In der vergangenen Nacht ist in Dresden-Trachau eine Gartenlaube abgebrannt. Die Feuerwehr wurde gegen 22:24 Uhr in die Fraunhoferstraße gerufen und war bis etwa 00:15 Uhr im Einsatz. Verletzt wurde niemand.
Bereits auf der Anfahrt stellte sich für die Einsatzkräfte eine schwierige Situation dar. Enge Straßenverhältnisse erschwerten das Durchkommen der Einsatzfahrzeuge erheblich. Die betroffene Gartensparte lag eingezwängt zwischen zwei mehrgeschossigen Wohngebäuden. Ein Einweiser führte die Einsatzkräfte zu Fuß zur Brandstelle, während parallel eine erste Lageerkundung durchgeführt wurde.
Die brennende Gartenlaube war nur schwer erreichbar. Das Gelände war vollständig eingezäunt und verschlossen. Die Flammen schlugen bereits deutlich über das Dach der Laube hinaus und drohten auf umliegende Bereiche überzugreifen. Da sich die betroffene Laube unmittelbar an der Umzäunung zur Fraunhoferstraße befand, leiteten die Feuerwehrleute umgehend erste Löschmaßnahmen von außen ein. Ein Trupp unter Atemschutz nahm mit einem Strahlrohr die Brandbekämpfung auf, um eine weitere Ausbreitung des Feuers zu stoppen.

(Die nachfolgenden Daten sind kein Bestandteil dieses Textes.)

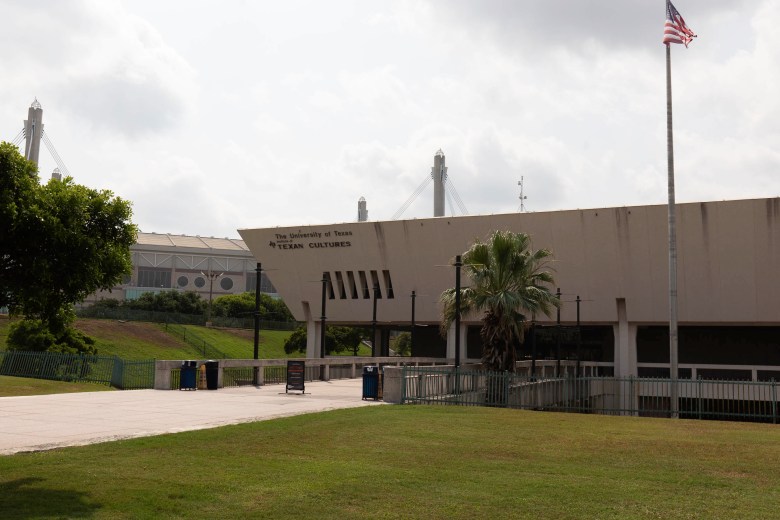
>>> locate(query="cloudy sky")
[0,0,780,237]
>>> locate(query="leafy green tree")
[212,292,295,322]
[7,319,97,354]
[0,142,39,310]
[284,327,306,354]
[440,231,560,372]
[0,143,137,350]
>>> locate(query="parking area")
[0,379,383,455]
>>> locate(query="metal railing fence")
[0,350,155,390]
[401,366,780,424]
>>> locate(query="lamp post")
[409,291,417,355]
[371,283,381,357]
[320,273,328,360]
[252,262,263,386]
[200,268,225,325]
[574,294,582,377]
[555,287,561,377]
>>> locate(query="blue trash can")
[363,366,379,400]
[179,361,198,390]
[205,359,219,390]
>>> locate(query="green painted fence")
[0,350,154,390]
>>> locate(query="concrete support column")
[447,322,463,359]
[460,321,469,364]
[302,302,320,358]
[614,298,639,416]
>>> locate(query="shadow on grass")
[0,477,100,520]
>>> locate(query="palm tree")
[440,231,560,372]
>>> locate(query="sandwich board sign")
[284,360,306,394]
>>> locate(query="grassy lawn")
[0,376,113,397]
[0,406,780,519]
[179,325,303,359]
[75,318,193,359]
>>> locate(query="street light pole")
[252,262,263,386]
[320,273,328,358]
[555,287,561,377]
[455,255,463,368]
[574,294,582,377]
[409,291,417,355]
[371,284,379,357]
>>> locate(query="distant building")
[239,198,780,380]
[84,233,276,304]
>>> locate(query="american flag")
[664,0,696,47]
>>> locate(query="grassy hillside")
[0,376,114,397]
[0,316,371,359]
[75,318,193,359]
[0,408,780,520]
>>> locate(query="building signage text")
[268,229,352,250]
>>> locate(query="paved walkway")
[0,379,382,455]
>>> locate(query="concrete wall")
[239,198,780,324]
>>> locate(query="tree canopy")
[0,142,137,348]
[440,231,560,372]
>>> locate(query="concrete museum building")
[239,198,780,380]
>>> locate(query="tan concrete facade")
[239,198,780,374]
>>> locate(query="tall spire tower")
[431,148,447,217]
[24,98,43,165]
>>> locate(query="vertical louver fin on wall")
[382,269,395,300]
[347,271,358,300]
[336,271,347,300]
[358,271,371,300]
[371,270,382,299]
[322,272,336,300]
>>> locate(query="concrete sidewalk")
[0,379,382,455]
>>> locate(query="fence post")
[504,371,509,408]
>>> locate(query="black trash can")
[363,366,379,400]
[179,361,198,390]
[204,360,219,390]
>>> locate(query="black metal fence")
[401,366,780,424]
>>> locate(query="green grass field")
[177,325,303,359]
[177,325,371,359]
[0,406,780,520]
[0,376,113,397]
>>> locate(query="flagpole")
[666,43,679,417]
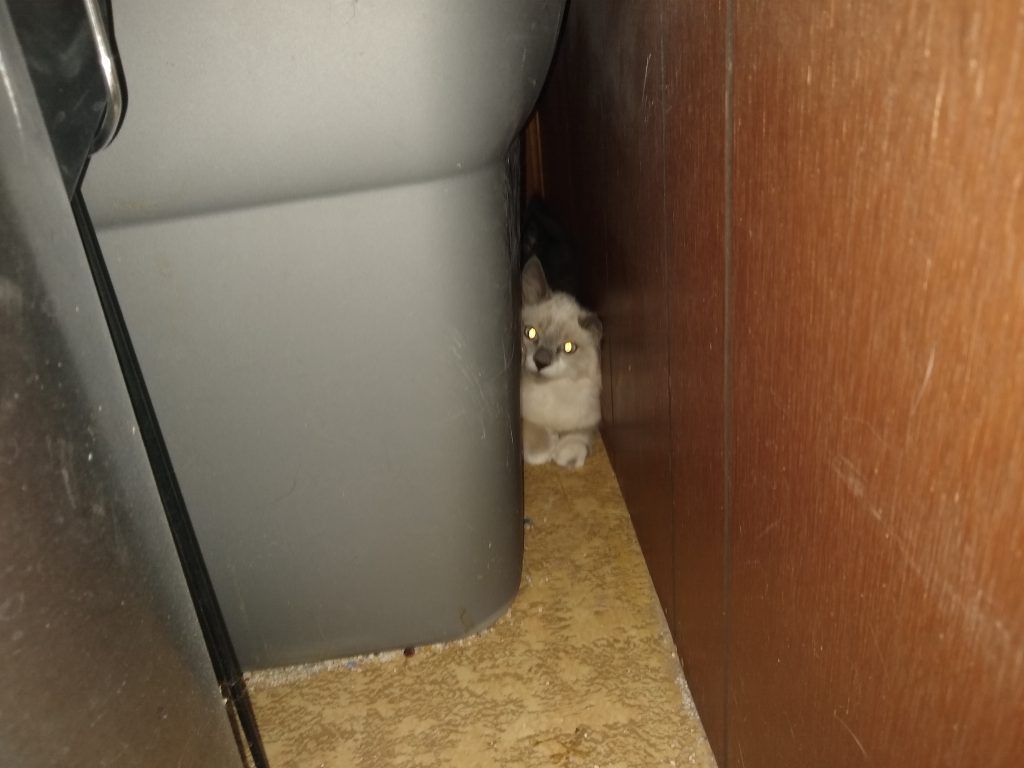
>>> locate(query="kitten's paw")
[522,451,551,464]
[522,421,556,464]
[554,438,590,469]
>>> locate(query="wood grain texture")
[542,0,674,618]
[728,0,1024,768]
[665,2,726,758]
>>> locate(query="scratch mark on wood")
[910,344,935,416]
[833,710,869,760]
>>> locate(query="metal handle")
[83,0,125,152]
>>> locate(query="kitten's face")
[522,293,601,379]
[522,258,601,379]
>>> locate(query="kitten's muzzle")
[534,347,555,372]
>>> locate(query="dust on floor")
[249,444,715,768]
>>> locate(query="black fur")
[519,198,583,301]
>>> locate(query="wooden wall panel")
[541,0,674,617]
[728,0,1024,768]
[665,2,726,756]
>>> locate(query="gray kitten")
[520,257,601,468]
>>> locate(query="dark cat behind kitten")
[520,199,602,468]
[519,197,582,301]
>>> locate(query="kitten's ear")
[579,312,604,339]
[522,256,551,304]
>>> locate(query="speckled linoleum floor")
[249,444,715,768]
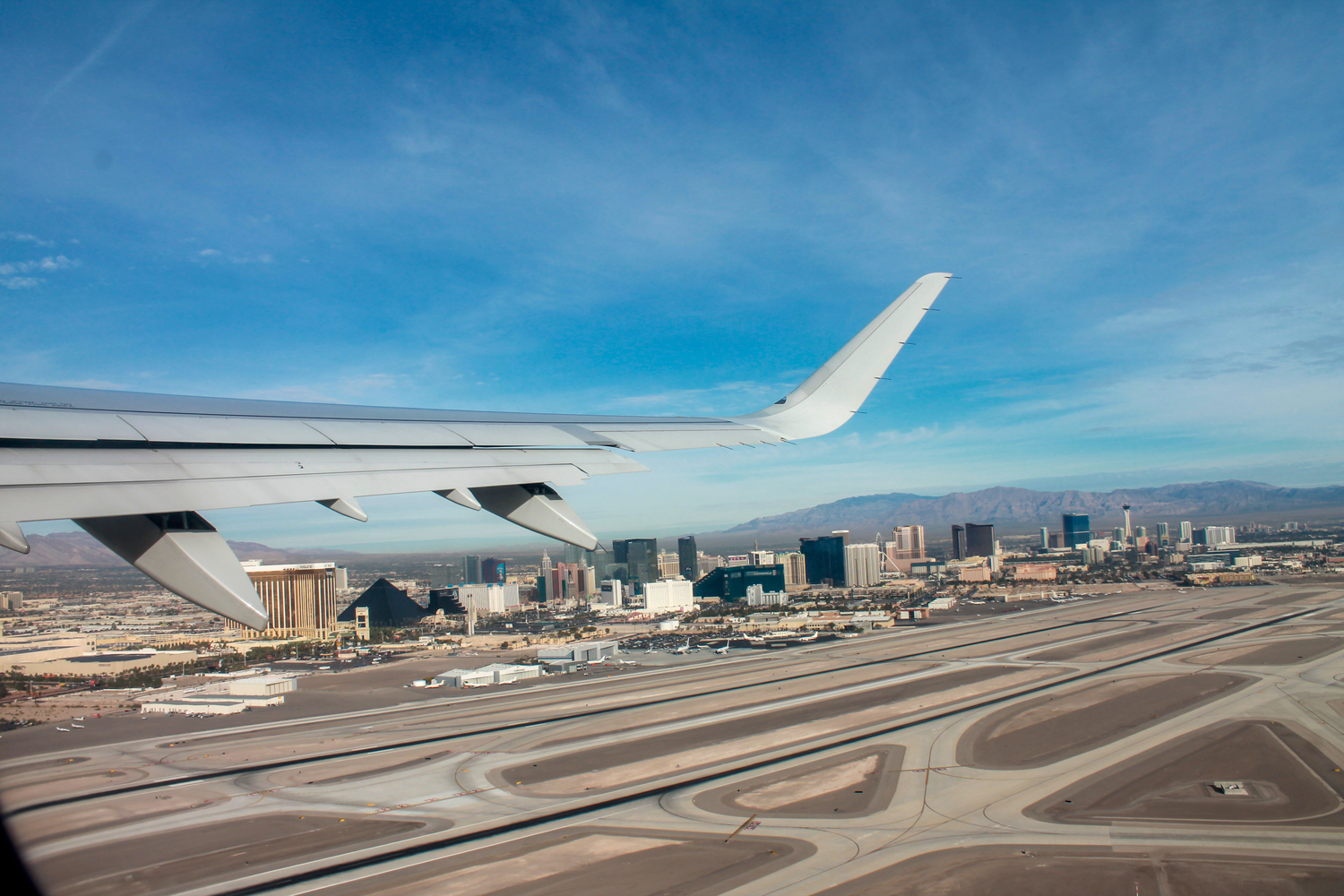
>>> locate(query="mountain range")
[711,479,1344,543]
[0,479,1344,567]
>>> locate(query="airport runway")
[0,586,1344,896]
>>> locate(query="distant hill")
[711,479,1344,543]
[0,532,365,567]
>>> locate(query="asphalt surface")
[0,586,1344,896]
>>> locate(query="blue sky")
[0,0,1344,548]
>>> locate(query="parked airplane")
[0,274,952,629]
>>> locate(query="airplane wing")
[0,274,952,629]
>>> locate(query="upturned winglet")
[731,274,952,439]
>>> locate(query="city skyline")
[0,4,1344,548]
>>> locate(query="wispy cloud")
[0,255,80,277]
[0,229,56,247]
[34,0,158,114]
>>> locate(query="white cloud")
[0,229,56,246]
[0,255,80,277]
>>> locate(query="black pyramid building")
[336,579,427,629]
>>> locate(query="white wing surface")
[0,274,951,629]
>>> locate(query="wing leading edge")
[0,274,952,627]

Um zusätzliche Einsatzkräfte und weitere Löschtechnik an die Einsatzstelle zu bringen, musste der Maschendrahtzaun mithilfe eines Bolzenschneiders geöffnet werden. Anschließend gingen zwei weitere Trupps unter Atemschutz mit zusätzlichen Strahlrohren zur Brandbekämpfung vor. Mithilfe von Dunghaken wurde das Brandgut auseinandergezogen, um versteckte Glutnester freizulegen und gezielt ablöschen zu können.
Im Anschluss kontrollierten die Einsatzkräfte die Brandstelle mit einer Wärmebildkamera auf restliche Glutnester. Um auch den Innenraum vollständig überprüfen zu können, mussten die Türen der Gartenlaube gewaltsam geöffnet werden. Personen wurden in der Laube nicht angetroffen.
Im Einsatz waren insgesamt 22 Einsatzkräfte der Feuer- und Rettungswache Übigau, der Rettungswache Pieschen sowie der U-Dienst und der B-Dienst.